(conventions)=
# Conventions

This document details the conventions used in this library.
Hence, unless specified otherwise, the following conventions apply everywhere.

## XYZ coordinates

Those coordinates are **absolute**, and are by default expressed in the three-dimensional right-handed XYZ space,
where units are meters.

Arrays expressing such coordinates are always of the type and shape
{class}`Float[Array, "... 3"]<jaxtyping.Float>`.

{numref}`fig:cartesian` shows how Cartesian coordinates are defined.

```{figure} _static/cartesian.svg
:width: 50%
:align: center
:name: fig:cartesian
:alt: Cartesian coordinates.

By <a href="//commons.wikimedia.org/wiki/User:Jorge_Stolfi" title="User:Jorge Stolfi">Jorge Stolfi</a> - <span class="int-own-work" lang="en">Own work</span>, Public Domain, <a href="https://commons.wikimedia.org/w/index.php?curid=6692547">Link</a>.
```

(spherical-coordinates)=
## Spherical coordinates

Those coordinates are **relative** to some origin, and are by default expressed in the three-dimensional {math}`r\theta\varphi` space,
where units are meters for {math}`r`, and radians for {math}`\theta` and {math}`\varphi`. We follow the physical convention (see {numref}`fig:spherical`), where {math}`\theta` is referred to as the polar angle, and {math}`\varphi` as the azimuth angle.

Arrays expressing such coordinates are **mainly** of the type and shape
{class}`Float[Array, "... 3"]<jaxtyping.Float>`, but sometimes the radial component {math}`r` is omitted
which means {class}`Float[Array, "... 2"]<jaxtyping.Float>` arrays can also be used in some places, usually
as a means to indicate a radial component equal to 1.

{numref}`fig:spherical` shows how spherical coordinates are defined.

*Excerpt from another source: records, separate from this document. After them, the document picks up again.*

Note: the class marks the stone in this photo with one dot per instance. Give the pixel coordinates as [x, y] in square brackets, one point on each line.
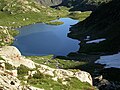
[84, 76]
[13, 56]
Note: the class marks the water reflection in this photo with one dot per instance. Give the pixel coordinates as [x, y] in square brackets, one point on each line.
[43, 39]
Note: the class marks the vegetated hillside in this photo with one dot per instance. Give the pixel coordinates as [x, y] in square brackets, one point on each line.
[50, 2]
[102, 23]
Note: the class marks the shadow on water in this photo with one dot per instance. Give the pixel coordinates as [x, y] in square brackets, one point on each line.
[43, 39]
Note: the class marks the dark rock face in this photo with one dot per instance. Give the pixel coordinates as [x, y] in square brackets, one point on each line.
[102, 23]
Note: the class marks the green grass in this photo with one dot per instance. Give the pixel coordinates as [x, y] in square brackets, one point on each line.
[47, 83]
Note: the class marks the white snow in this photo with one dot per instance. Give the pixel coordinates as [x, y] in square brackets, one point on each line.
[96, 41]
[110, 60]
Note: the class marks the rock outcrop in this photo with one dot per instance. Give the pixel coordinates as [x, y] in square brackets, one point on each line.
[12, 56]
[64, 74]
[101, 24]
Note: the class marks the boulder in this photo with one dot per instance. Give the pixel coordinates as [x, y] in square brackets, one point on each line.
[13, 56]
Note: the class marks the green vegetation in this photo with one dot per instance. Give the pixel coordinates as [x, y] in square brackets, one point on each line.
[9, 66]
[79, 15]
[47, 83]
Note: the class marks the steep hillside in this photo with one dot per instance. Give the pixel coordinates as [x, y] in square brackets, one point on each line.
[102, 24]
[50, 2]
[17, 13]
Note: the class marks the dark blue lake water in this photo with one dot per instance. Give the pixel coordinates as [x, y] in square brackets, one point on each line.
[42, 39]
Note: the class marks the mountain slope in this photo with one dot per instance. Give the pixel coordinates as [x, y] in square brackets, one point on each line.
[102, 23]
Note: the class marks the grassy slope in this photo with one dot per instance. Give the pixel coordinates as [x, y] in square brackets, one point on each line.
[103, 23]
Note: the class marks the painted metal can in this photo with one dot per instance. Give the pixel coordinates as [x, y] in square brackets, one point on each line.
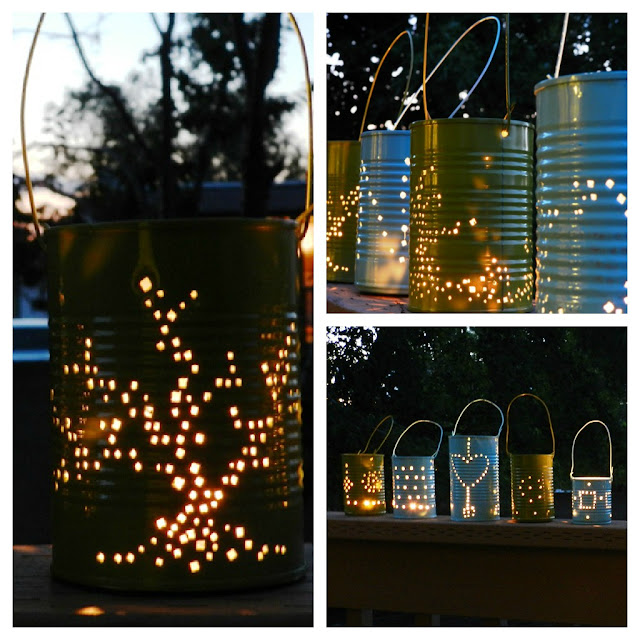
[581, 193]
[591, 495]
[414, 481]
[532, 497]
[474, 474]
[343, 170]
[176, 404]
[471, 231]
[382, 242]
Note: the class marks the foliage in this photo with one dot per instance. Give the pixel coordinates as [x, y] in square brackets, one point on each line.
[413, 373]
[356, 43]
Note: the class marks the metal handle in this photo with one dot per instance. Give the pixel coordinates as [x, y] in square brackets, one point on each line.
[610, 447]
[375, 77]
[553, 440]
[411, 425]
[366, 446]
[480, 400]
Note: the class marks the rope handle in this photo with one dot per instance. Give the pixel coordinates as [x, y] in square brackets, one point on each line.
[302, 220]
[480, 400]
[553, 439]
[366, 446]
[375, 77]
[411, 99]
[411, 425]
[610, 447]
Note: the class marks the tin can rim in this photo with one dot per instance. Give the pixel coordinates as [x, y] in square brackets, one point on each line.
[170, 225]
[591, 76]
[467, 122]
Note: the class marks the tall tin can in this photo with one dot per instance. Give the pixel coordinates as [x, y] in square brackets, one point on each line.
[532, 498]
[591, 495]
[343, 170]
[581, 193]
[471, 232]
[176, 404]
[414, 481]
[382, 243]
[474, 473]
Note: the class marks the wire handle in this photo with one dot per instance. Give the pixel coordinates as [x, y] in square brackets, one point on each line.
[480, 400]
[610, 447]
[375, 77]
[366, 446]
[411, 425]
[411, 99]
[302, 220]
[531, 395]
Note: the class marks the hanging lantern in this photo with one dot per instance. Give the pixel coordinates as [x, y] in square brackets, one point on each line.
[581, 193]
[473, 473]
[532, 479]
[382, 249]
[363, 479]
[591, 496]
[176, 403]
[471, 215]
[343, 162]
[414, 481]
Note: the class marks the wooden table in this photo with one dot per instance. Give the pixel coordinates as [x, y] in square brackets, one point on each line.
[38, 600]
[554, 572]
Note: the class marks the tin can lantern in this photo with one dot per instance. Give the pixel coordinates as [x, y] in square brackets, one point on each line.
[363, 479]
[414, 482]
[474, 473]
[176, 403]
[471, 215]
[532, 478]
[581, 193]
[591, 495]
[382, 243]
[343, 164]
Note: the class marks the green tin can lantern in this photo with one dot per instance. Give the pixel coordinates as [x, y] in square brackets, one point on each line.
[363, 488]
[175, 401]
[532, 478]
[591, 495]
[343, 176]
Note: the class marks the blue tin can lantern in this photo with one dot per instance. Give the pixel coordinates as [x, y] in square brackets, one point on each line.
[382, 244]
[414, 482]
[591, 496]
[581, 193]
[363, 479]
[474, 473]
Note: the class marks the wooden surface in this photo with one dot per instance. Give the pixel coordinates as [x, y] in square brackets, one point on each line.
[554, 572]
[38, 600]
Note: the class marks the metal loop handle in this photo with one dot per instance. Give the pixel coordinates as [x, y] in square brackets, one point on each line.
[480, 400]
[375, 77]
[366, 446]
[446, 55]
[610, 447]
[553, 439]
[411, 425]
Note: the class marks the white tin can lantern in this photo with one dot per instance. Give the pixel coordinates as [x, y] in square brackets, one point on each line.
[473, 473]
[414, 482]
[591, 496]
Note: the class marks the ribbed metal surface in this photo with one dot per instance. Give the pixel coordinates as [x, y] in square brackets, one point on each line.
[532, 487]
[581, 193]
[343, 162]
[382, 249]
[414, 486]
[474, 476]
[591, 500]
[176, 404]
[471, 232]
[363, 484]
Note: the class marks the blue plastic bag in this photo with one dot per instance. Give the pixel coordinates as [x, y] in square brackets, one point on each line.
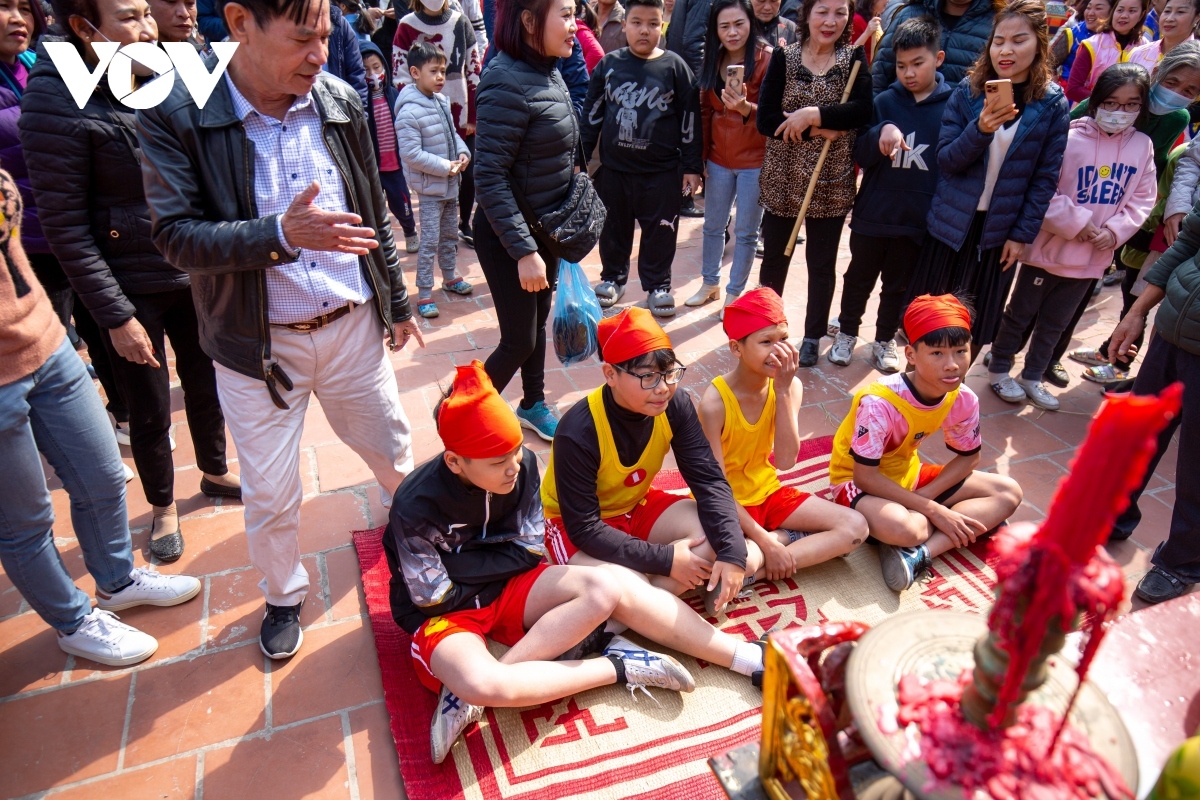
[576, 316]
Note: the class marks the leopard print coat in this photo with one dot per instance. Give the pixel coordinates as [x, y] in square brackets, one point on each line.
[789, 166]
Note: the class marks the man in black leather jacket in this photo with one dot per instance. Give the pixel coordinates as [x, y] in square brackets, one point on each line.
[269, 198]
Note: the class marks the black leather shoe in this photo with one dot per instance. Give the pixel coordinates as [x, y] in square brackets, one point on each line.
[1057, 376]
[1158, 585]
[281, 636]
[217, 491]
[810, 350]
[168, 548]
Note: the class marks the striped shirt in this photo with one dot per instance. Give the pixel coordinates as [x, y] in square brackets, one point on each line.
[288, 156]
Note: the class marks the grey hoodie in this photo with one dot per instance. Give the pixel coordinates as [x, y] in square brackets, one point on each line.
[427, 143]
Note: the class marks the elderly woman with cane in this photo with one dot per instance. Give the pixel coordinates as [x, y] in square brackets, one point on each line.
[815, 96]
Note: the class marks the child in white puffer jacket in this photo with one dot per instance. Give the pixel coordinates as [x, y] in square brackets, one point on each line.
[433, 157]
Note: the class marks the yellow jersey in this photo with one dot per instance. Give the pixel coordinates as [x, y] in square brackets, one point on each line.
[619, 488]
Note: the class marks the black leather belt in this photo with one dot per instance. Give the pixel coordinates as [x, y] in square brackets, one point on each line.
[318, 323]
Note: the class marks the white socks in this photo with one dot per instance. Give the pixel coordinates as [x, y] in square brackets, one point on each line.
[747, 659]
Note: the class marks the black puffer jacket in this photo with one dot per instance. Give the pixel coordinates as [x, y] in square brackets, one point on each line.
[84, 168]
[527, 133]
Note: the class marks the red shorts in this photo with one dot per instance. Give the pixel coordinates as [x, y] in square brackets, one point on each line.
[502, 621]
[847, 494]
[779, 505]
[637, 523]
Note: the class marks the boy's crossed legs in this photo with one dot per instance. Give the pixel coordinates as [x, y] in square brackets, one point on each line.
[912, 540]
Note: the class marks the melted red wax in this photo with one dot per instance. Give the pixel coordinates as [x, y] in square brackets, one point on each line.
[1050, 585]
[1011, 763]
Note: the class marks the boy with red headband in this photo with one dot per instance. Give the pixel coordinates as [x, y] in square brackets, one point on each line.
[763, 389]
[465, 546]
[917, 511]
[601, 509]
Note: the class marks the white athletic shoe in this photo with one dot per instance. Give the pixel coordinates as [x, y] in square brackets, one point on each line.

```{figure} _static/spherical.svg
:width: 50%
:align: center
:name: fig:spherical
:alt: Spherical coordinates.

By <a href="//commons.wikimedia.org/w/index.php?title=User:Andeggs&amp;action=edit&amp;redlink=1" class="new" title="User:Andeggs (page does not exist)">Andeggs</a> - <span class="int-own-work" lang="en">Own work</span>, Public Domain, <a href="https://commons.wikimedia.org/w/index.php?curid=7478049">Link</a>.
```

## Coordinate transformations

Below are descriptions of how to transform from one coordinate system to another.

### Cartesian to spherical

Spherical coordinates can be derived from Cartesian coordinates using the following relation:

```{math}
\begin{bmatrix}r \\ \theta \\ \varphi \end{bmatrix} =
\begin{bmatrix}
\sqrt{x^2 + y^2 + z^2} \\ \arccos(z / \sqrt{x^2 + y^2 + z^2}) \\ \arctan(y / x)
\end{bmatrix},\ \ \ 0 \le \theta \le \pi,\ \ \ -\pi < \varphi < \pi,
```

and is implemented by {func}`cartesian_to_spherical<differt.geometry.cartesian_to_spherical>`.

### Spherical to Cartesian

Conversely, it is possible to derive Cartesian coordinates from spherical coordinates using:

```{math}
\begin{bmatrix} x \\ y \\ z \end{bmatrix} =
\begin{bmatrix} r\sin\theta\cos\varphi \\ r\sin\theta\sin\varphi \\ r\cos\theta\end{bmatrix},
```

and is implemented by {func}`spherical_to_cartesian<differt.geometry.spherical_to_cartesian>`.